How (Not To) Cover Lies
I was going to post a long explanation of why I was horrified by an author’s Facebook rave about a movie last week, and said something I probably shouldn’t have, but instead I’ll make it short(ish):
#1 Hollywood director Oliver Stone is one of the most prominent Western propagandists for Russia.
#2 He considers Vladimir Putin a friend (in fact his next movie is a propaganda piece praising Putin; he interviewed him personally for it). If people liked and believed his Edward Snowden “biopic”, what’s to say they won’t like and believe the Putin one, too?
#3 He talks to right-wing English-language tabloids, spreading blatant Kremlin-approved lies about things like the war in Ukraine.
Oliver Stone interviews the deposed pro-Russian president of Ukraine for a propaganda piece about the revolution that resulted in Putin’s invasion. Viktor Yanukovych is wanted worldwide for crimes such as killing his own people in 2014. He is now in hiding in Russia, but Putin gave Stone access to him.
#4 Which means paying to support, and watching, enjoying, and then recommending his films to thousands of your readers is more dangerous than you might realise.
#5 After 2016, when English-language, Kremlin-generated propaganda achieved appalling, damaging things, like delivering Trump to power, this is not a time for being ignorant.
#6 Which is why I became very angry with a very popular romance author on Friday night after seeing her singing the praises of an Oliver Stone film, made to put subtle and not-so subtle ideas in Westerners’ heads about Edward Snowden, the United States, and Russia. I totally lost it when she concluded Snowden was a hero of our time – exactly what the Russians want you to think.

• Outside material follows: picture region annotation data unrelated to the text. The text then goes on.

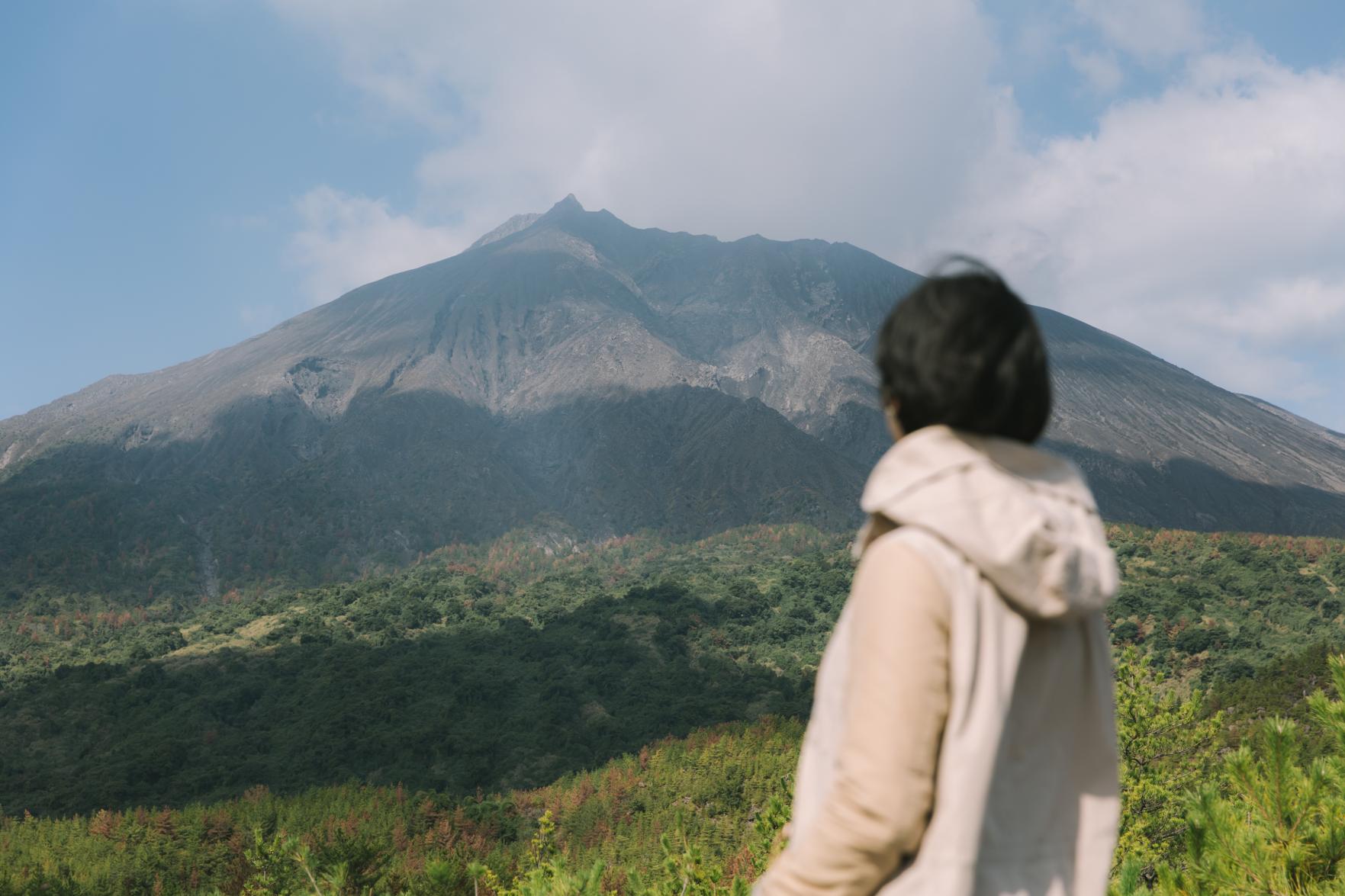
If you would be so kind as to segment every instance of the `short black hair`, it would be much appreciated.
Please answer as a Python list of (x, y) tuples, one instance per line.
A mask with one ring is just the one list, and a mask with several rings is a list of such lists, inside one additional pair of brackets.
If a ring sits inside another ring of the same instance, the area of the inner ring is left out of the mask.
[(884, 404), (904, 432), (946, 424), (1036, 441), (1050, 420), (1046, 346), (1003, 278), (963, 256), (940, 264), (878, 331)]

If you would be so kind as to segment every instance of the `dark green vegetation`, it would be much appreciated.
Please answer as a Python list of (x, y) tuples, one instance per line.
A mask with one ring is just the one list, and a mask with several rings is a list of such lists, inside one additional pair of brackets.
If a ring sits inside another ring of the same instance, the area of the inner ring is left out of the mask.
[(519, 535), (179, 618), (30, 604), (0, 642), (0, 806), (182, 805), (350, 778), (530, 787), (668, 733), (806, 714), (850, 569), (838, 539), (804, 527), (580, 553)]
[[(1132, 526), (1110, 537), (1124, 572), (1114, 638), (1171, 682), (1138, 686), (1139, 702), (1173, 685), (1206, 694), (1135, 718), (1224, 712), (1219, 743), (1190, 740), (1204, 752), (1182, 775), (1271, 713), (1303, 724), (1309, 755), (1330, 752), (1303, 697), (1345, 644), (1345, 542)], [(799, 726), (772, 720), (806, 714), (850, 572), (845, 538), (806, 526), (691, 544), (534, 530), (395, 574), (191, 605), (83, 611), (38, 591), (0, 616), (0, 868), (30, 883), (38, 869), (66, 874), (81, 893), (155, 880), (246, 892), (266, 862), (299, 873), (303, 846), (313, 869), (367, 865), (387, 892), (461, 892), (472, 861), (499, 881), (525, 868), (553, 809), (570, 869), (604, 858), (605, 884), (636, 892), (621, 881), (663, 873), (659, 834), (682, 809), (677, 861), (698, 852), (697, 873), (722, 870), (726, 887), (751, 876), (751, 823), (785, 792)], [(760, 721), (635, 755), (737, 720)], [(1142, 733), (1145, 752), (1166, 756), (1170, 736)], [(1166, 809), (1135, 800), (1151, 821), (1135, 842), (1170, 857), (1171, 842), (1145, 839), (1184, 818), (1177, 772), (1158, 761), (1135, 780)], [(299, 839), (284, 846), (277, 831)]]
[[(527, 868), (526, 846), (543, 813), (570, 868), (604, 862), (604, 889), (635, 891), (632, 873), (648, 884), (677, 880), (668, 858), (728, 883), (755, 876), (785, 818), (772, 800), (788, 798), (802, 733), (799, 722), (773, 718), (722, 725), (547, 787), (492, 796), (348, 784), (278, 798), (256, 787), (180, 810), (0, 818), (0, 896), (312, 893), (293, 858), (299, 850), (323, 893), (472, 892), (473, 862), (503, 881)], [(340, 866), (346, 885), (328, 887), (323, 877)]]

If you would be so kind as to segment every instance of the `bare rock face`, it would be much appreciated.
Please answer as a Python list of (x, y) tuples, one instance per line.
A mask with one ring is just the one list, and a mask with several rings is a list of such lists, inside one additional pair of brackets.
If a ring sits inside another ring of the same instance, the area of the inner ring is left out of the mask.
[[(568, 196), (237, 346), (0, 421), (0, 581), (190, 591), (206, 553), (211, 588), (303, 580), (538, 515), (588, 535), (849, 526), (885, 448), (872, 339), (916, 283), (846, 244), (639, 230)], [(1106, 515), (1345, 534), (1345, 437), (1038, 318), (1050, 444)]]

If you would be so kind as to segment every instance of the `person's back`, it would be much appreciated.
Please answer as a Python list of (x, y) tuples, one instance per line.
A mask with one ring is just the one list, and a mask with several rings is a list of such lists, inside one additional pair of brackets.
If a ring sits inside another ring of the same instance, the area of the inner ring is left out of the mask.
[[(976, 285), (1007, 293), (990, 277)], [(1007, 295), (993, 301), (1011, 312), (1017, 299)], [(976, 301), (963, 303), (963, 313), (983, 307)], [(942, 331), (916, 328), (927, 340), (919, 347), (893, 339), (889, 320), (880, 346), (889, 408), (902, 387), (912, 404), (937, 404), (900, 363), (884, 370), (882, 352), (908, 363), (942, 352), (956, 367), (956, 351), (928, 344), (940, 334), (964, 340), (1003, 383), (1013, 346), (976, 346), (952, 304), (935, 309)], [(1026, 347), (1028, 387), (1040, 391), (1032, 370), (1040, 334), (1030, 322), (1018, 330), (1009, 338)], [(962, 366), (924, 375), (976, 374)], [(908, 382), (889, 382), (902, 374)], [(1010, 386), (1021, 382), (1009, 377)], [(870, 525), (851, 599), (818, 673), (791, 844), (760, 892), (1106, 891), (1118, 767), (1102, 607), (1116, 566), (1077, 470), (1029, 444), (1045, 425), (1049, 393), (1045, 404), (1018, 393), (1017, 401), (1013, 389), (960, 396), (963, 405), (1007, 405), (991, 414), (1030, 417), (1017, 432), (1017, 420), (998, 426), (1007, 435), (946, 422), (907, 435), (894, 425), (900, 437), (861, 502)]]

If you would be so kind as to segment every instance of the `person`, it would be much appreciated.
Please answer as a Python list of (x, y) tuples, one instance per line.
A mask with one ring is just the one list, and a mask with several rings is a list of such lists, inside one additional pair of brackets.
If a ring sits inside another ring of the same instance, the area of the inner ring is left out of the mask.
[(1118, 569), (1050, 420), (1032, 311), (962, 260), (878, 334), (894, 439), (861, 498), (788, 845), (756, 896), (1102, 895), (1119, 818)]

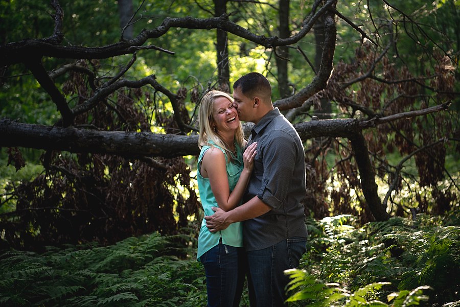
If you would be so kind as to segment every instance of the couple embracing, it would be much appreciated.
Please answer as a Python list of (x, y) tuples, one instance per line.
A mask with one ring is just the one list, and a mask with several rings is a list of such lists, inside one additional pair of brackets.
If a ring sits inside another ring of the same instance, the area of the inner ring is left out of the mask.
[[(199, 113), (198, 183), (205, 217), (198, 259), (209, 306), (237, 306), (247, 275), (251, 307), (287, 306), (285, 270), (306, 250), (301, 201), (306, 193), (304, 147), (274, 108), (271, 87), (250, 73), (233, 98), (212, 90)], [(240, 120), (255, 124), (247, 141)]]

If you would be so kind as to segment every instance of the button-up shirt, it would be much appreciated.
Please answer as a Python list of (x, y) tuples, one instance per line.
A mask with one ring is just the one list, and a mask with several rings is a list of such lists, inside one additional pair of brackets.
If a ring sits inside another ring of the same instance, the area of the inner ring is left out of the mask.
[(271, 210), (243, 222), (247, 250), (308, 235), (301, 203), (306, 194), (305, 153), (298, 134), (275, 108), (252, 128), (248, 145), (256, 141), (254, 169), (243, 202), (257, 196)]

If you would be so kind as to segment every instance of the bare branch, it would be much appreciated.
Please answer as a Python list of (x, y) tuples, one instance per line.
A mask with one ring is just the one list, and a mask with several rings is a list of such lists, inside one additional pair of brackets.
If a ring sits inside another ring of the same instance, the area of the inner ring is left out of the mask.
[(40, 85), (48, 93), (51, 99), (53, 100), (53, 102), (56, 104), (62, 116), (64, 126), (66, 127), (71, 125), (73, 121), (74, 117), (67, 105), (65, 98), (56, 87), (51, 78), (50, 78), (48, 73), (42, 65), (41, 59), (32, 59), (30, 61), (27, 62), (26, 65)]
[(334, 11), (334, 13), (336, 15), (337, 15), (338, 16), (339, 16), (341, 19), (343, 20), (346, 22), (347, 22), (347, 23), (348, 23), (349, 25), (351, 26), (352, 28), (353, 28), (355, 30), (356, 30), (357, 31), (359, 32), (359, 34), (361, 34), (361, 36), (362, 37), (361, 41), (363, 42), (364, 39), (365, 38), (366, 39), (368, 39), (369, 40), (369, 41), (372, 42), (375, 45), (378, 46), (378, 44), (376, 42), (374, 41), (374, 40), (372, 38), (371, 38), (371, 37), (369, 37), (369, 36), (367, 35), (367, 34), (366, 33), (365, 33), (365, 32), (362, 31), (360, 28), (359, 28), (359, 27), (358, 27), (357, 26), (355, 25), (353, 22), (352, 22), (351, 20), (350, 20), (349, 19), (348, 19), (344, 16), (343, 16), (343, 15), (340, 14), (340, 12), (338, 12), (336, 9), (333, 9), (333, 11)]
[(96, 90), (96, 87), (94, 83), (94, 81), (96, 80), (96, 76), (94, 75), (94, 73), (88, 69), (87, 68), (81, 66), (81, 65), (78, 65), (78, 64), (66, 64), (65, 65), (51, 72), (48, 74), (48, 75), (50, 76), (51, 80), (54, 81), (54, 79), (60, 76), (62, 76), (69, 70), (75, 70), (86, 74), (88, 76), (88, 81), (89, 83), (89, 86), (91, 87), (91, 89)]

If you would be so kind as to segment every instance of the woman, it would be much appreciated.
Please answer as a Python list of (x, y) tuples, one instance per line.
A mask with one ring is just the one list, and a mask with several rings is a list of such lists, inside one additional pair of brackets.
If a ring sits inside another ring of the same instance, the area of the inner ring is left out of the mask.
[[(228, 94), (212, 90), (201, 100), (198, 113), (198, 190), (205, 215), (211, 207), (228, 211), (241, 204), (253, 167), (256, 143), (246, 146), (243, 128)], [(204, 266), (208, 305), (238, 306), (245, 270), (240, 223), (211, 233), (204, 220), (198, 237), (198, 260)]]

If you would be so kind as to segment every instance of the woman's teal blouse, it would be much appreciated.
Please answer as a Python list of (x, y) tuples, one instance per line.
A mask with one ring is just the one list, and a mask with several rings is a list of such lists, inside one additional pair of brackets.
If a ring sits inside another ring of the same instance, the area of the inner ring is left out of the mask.
[[(211, 142), (210, 142), (211, 144)], [(227, 162), (226, 164), (227, 177), (228, 178), (228, 185), (230, 192), (233, 191), (235, 186), (236, 185), (241, 172), (243, 170), (243, 154), (241, 148), (236, 146), (237, 150), (236, 158), (228, 161), (227, 154), (225, 151), (220, 147), (213, 144), (214, 147), (222, 150), (225, 156), (225, 160)], [(201, 205), (204, 210), (205, 216), (212, 215), (214, 212), (211, 209), (211, 207), (218, 207), (216, 198), (211, 190), (211, 185), (209, 183), (209, 179), (204, 178), (200, 172), (200, 167), (201, 165), (201, 161), (203, 156), (206, 150), (211, 147), (211, 146), (203, 146), (201, 148), (201, 151), (198, 157), (197, 178), (198, 184), (198, 191), (200, 194), (200, 198), (201, 200)], [(241, 204), (241, 203), (240, 203)], [(198, 253), (197, 258), (199, 261), (201, 255), (209, 251), (210, 249), (216, 246), (219, 244), (219, 239), (222, 238), (222, 243), (231, 246), (241, 247), (243, 246), (243, 232), (241, 222), (234, 223), (226, 229), (217, 232), (211, 232), (206, 227), (206, 221), (203, 219), (201, 222), (201, 228), (200, 229), (200, 233), (198, 236)]]

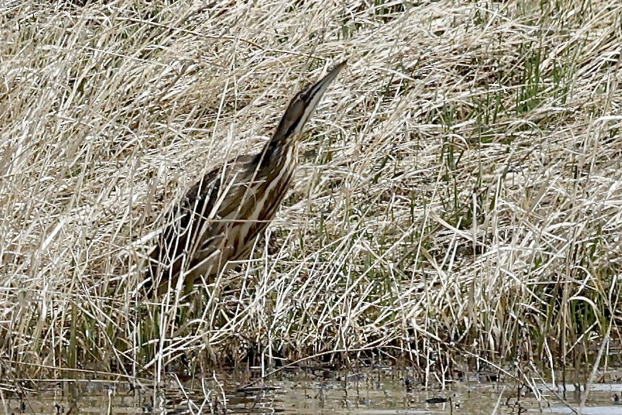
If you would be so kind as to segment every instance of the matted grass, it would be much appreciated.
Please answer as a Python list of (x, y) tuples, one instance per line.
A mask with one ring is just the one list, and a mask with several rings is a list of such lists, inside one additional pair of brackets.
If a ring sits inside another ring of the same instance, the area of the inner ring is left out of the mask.
[[(78, 3), (0, 6), (4, 373), (552, 369), (620, 340), (622, 6)], [(148, 303), (166, 209), (343, 59), (253, 258), (192, 312)]]

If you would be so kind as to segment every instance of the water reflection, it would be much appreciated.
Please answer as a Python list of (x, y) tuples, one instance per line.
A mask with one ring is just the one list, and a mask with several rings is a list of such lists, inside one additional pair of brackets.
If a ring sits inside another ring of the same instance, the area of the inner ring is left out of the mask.
[[(578, 394), (564, 398), (560, 385), (542, 384), (538, 395), (511, 382), (465, 376), (444, 390), (422, 385), (410, 372), (391, 368), (336, 373), (282, 372), (250, 386), (249, 375), (213, 375), (181, 381), (174, 375), (159, 385), (146, 382), (82, 380), (35, 383), (28, 392), (3, 389), (7, 414), (574, 414)], [(571, 385), (566, 391), (571, 392)], [(592, 415), (622, 414), (622, 383), (599, 383), (590, 390)], [(617, 399), (616, 399), (617, 398)], [(566, 400), (563, 400), (563, 399)]]

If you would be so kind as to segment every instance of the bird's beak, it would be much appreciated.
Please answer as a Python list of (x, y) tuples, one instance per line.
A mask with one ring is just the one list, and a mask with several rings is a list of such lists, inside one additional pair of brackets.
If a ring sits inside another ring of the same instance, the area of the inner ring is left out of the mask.
[(276, 143), (300, 133), (303, 127), (305, 126), (305, 123), (315, 111), (327, 88), (344, 66), (346, 66), (346, 61), (336, 66), (324, 78), (292, 98), (283, 118), (281, 119), (281, 122), (279, 123), (279, 126), (274, 131), (272, 140), (273, 143)]

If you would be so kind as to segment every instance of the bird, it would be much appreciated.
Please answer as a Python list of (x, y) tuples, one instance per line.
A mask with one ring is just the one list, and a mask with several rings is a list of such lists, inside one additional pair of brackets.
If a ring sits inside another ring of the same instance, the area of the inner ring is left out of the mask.
[(259, 153), (212, 169), (165, 215), (145, 283), (150, 296), (175, 290), (188, 294), (202, 279), (248, 259), (292, 183), (305, 124), (346, 65), (336, 65), (294, 95)]

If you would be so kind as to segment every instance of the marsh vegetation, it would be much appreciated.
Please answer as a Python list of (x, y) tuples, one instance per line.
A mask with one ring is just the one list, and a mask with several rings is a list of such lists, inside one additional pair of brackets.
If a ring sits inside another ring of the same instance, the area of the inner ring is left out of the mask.
[[(5, 374), (619, 351), (619, 3), (83, 3), (0, 5)], [(345, 58), (252, 259), (145, 300), (163, 212)]]

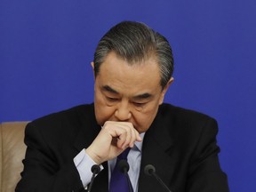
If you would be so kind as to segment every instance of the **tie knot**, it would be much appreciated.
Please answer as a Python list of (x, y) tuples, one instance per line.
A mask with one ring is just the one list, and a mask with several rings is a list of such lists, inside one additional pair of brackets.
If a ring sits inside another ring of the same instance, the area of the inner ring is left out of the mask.
[(130, 150), (131, 150), (131, 148), (127, 148), (124, 151), (123, 151), (123, 153), (121, 153), (121, 154), (117, 156), (117, 158), (118, 158), (119, 160), (121, 160), (121, 159), (127, 159), (127, 156), (128, 156)]

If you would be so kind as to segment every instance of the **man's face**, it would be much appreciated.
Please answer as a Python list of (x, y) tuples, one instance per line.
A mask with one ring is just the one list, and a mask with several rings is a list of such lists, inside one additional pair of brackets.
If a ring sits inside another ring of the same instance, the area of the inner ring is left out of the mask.
[(162, 89), (154, 57), (129, 66), (115, 52), (110, 52), (95, 77), (94, 105), (98, 124), (130, 122), (140, 133), (146, 132), (172, 81), (172, 78)]

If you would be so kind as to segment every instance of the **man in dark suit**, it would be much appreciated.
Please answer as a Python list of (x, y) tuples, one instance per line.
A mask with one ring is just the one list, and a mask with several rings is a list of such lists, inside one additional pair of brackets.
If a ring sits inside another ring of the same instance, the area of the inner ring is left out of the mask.
[(173, 82), (168, 41), (144, 24), (124, 21), (100, 41), (92, 66), (94, 103), (28, 124), (22, 179), (16, 191), (111, 191), (116, 156), (127, 161), (134, 192), (164, 191), (144, 173), (153, 164), (175, 192), (228, 192), (216, 144), (214, 119), (163, 104)]

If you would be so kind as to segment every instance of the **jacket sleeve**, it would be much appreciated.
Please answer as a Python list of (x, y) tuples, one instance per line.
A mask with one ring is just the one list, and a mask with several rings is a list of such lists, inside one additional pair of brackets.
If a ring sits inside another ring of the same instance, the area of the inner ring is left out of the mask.
[(72, 156), (61, 162), (60, 165), (56, 153), (45, 142), (40, 129), (31, 123), (26, 127), (25, 144), (24, 170), (15, 191), (84, 191)]
[(217, 122), (208, 118), (200, 130), (190, 161), (186, 191), (228, 192), (227, 175), (221, 171), (218, 157)]

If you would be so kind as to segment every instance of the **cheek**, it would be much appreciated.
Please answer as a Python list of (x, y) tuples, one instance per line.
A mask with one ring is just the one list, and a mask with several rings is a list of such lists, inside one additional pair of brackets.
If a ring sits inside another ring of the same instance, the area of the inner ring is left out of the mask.
[(140, 132), (146, 132), (153, 123), (158, 110), (158, 105), (156, 105), (152, 110), (144, 113), (134, 114), (134, 121), (136, 122), (136, 129)]
[(97, 97), (94, 99), (94, 110), (96, 120), (100, 125), (103, 125), (106, 121), (111, 119), (111, 116), (113, 116), (115, 113), (114, 108), (108, 107), (105, 100)]

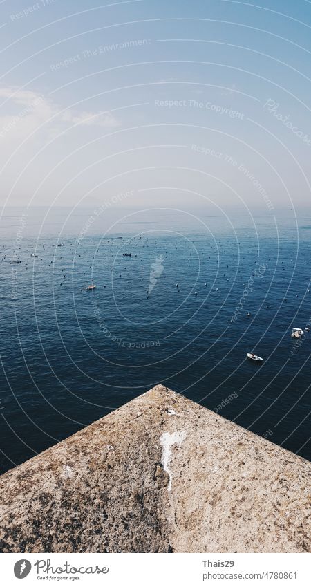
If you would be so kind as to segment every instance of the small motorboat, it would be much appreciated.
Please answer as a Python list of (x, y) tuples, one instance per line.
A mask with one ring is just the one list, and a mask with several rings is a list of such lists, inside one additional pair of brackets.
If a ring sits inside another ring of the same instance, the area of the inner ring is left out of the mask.
[(254, 353), (247, 353), (246, 356), (247, 359), (250, 359), (251, 361), (263, 361), (263, 359), (261, 357), (257, 357), (256, 355), (254, 355)]
[(303, 334), (303, 330), (301, 328), (293, 328), (292, 330), (292, 334), (290, 335), (292, 338), (300, 338)]

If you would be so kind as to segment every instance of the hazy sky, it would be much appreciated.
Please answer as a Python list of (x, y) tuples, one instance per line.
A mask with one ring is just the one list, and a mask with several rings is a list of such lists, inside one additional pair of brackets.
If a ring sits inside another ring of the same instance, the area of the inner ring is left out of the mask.
[(1, 204), (308, 204), (310, 15), (308, 0), (1, 0)]

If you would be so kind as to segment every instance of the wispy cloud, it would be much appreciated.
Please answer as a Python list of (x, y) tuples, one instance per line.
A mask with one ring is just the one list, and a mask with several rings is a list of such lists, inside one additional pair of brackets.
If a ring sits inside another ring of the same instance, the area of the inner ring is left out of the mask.
[(64, 109), (52, 100), (29, 90), (14, 87), (0, 88), (0, 137), (10, 142), (10, 137), (18, 135), (21, 141), (25, 136), (41, 128), (50, 136), (73, 126), (113, 128), (120, 122), (109, 112), (80, 111), (76, 108)]

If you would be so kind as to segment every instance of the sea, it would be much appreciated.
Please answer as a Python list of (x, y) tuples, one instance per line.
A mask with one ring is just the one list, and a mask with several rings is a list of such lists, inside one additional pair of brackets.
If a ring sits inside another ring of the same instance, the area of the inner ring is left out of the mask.
[(0, 231), (0, 472), (157, 384), (310, 459), (310, 210), (6, 208)]

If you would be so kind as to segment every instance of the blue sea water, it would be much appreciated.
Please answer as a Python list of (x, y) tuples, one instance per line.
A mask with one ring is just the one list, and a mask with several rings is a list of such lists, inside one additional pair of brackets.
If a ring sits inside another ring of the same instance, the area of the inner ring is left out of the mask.
[(1, 221), (1, 472), (157, 383), (310, 458), (310, 215), (24, 212)]

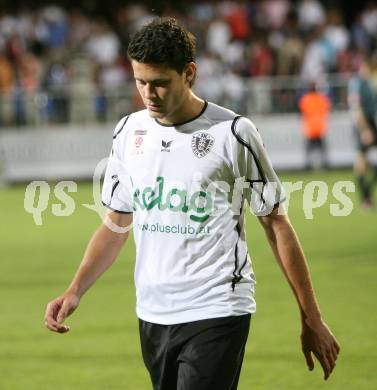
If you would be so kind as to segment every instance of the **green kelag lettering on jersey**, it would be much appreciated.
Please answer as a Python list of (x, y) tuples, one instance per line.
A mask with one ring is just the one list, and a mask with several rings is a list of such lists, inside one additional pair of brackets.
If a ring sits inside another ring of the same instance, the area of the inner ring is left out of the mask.
[[(163, 199), (164, 195), (164, 178), (158, 176), (156, 179), (158, 183), (158, 191), (152, 187), (145, 187), (144, 190), (134, 191), (134, 207), (140, 210), (151, 210), (153, 207), (158, 206), (159, 210), (164, 211), (169, 209), (173, 212), (190, 212), (193, 211), (195, 214), (190, 214), (189, 217), (195, 222), (205, 222), (212, 211), (213, 200), (211, 193), (204, 191), (196, 191), (188, 199), (186, 190), (179, 188), (172, 188)], [(174, 204), (172, 201), (175, 200)], [(199, 207), (198, 202), (205, 202), (204, 206)], [(197, 215), (199, 214), (199, 215)]]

This is not an era where anyone can afford to take “documentaries” or “biopics” at face value (e.g. the day after Ukraine’s new president was elected, a Kremlin-produced “documentary” was released, calling him a Nazi). The past four years have been dangerous enough and thousands of people have already died because of it – they might not be American, and so they rarely make the news, but their lives aren’t worth less. Authors with a massive fanbase and a great deal of influence have a responsibility to be smarter that that.